Results: We found 2,562 infections among 16.6% of STEMI patients and 6.2% of patients had two or more infections. UTI was the most prevalent type (6.0%), pneumonia (4.6%), miscellaneous infection (4.2%), SSI (4.1%) and BSI (2.6%). Overall, infected STEMI patients had a significantly greater likelihood of potential complications. Patients with BSIs had the longest length of stay and the highest mortality rate. They were 5 times as likely to remain hospitalized for more than 7 days (75.7% vs. 15.5%, p<.0001) and were 5 times as likely to die prior to discharge (31.3% vs. 6.5%, p<.0001). Patients with pneumonia were 4 times more likely to stay hospitalized longer than 7 days (65.5% vs. 155%, p<.0001) and 3 times more likely to die prior to discharge (19.6% vs. 6.5%, p<.0001).
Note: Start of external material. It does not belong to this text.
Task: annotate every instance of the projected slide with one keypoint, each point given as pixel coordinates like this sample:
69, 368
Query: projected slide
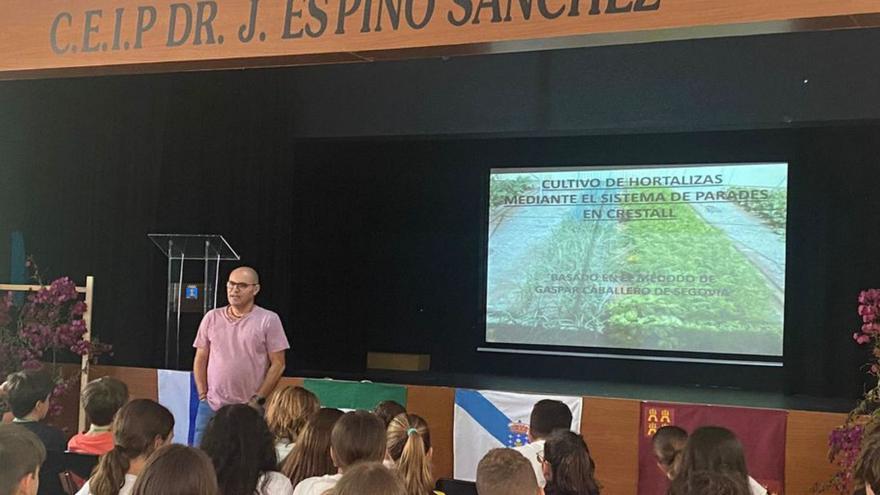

Infected STEMI patients had a much higher likelihood of mechanical ventilation and acute renal and heart failure. Notably, patients with miscellaneous infections, not those with pneumonia, had the greatest risk of mechanical ventilation (25.1% vs. 5.4%, p<.0001).
Conclusions: Our study identified important infectious complications among STEMI patients that prolonged recovery and/or increased mortality. Further research is needed to reduce the occurrence of in-hospital mortality among this high-risk population.
This research has received full or partial funding support from the American Heart Association, Greater Southeast Affiliate (Alabama, Florida, Georgia, Louisiana, Mississippi, Puerto Rico & Tennessee).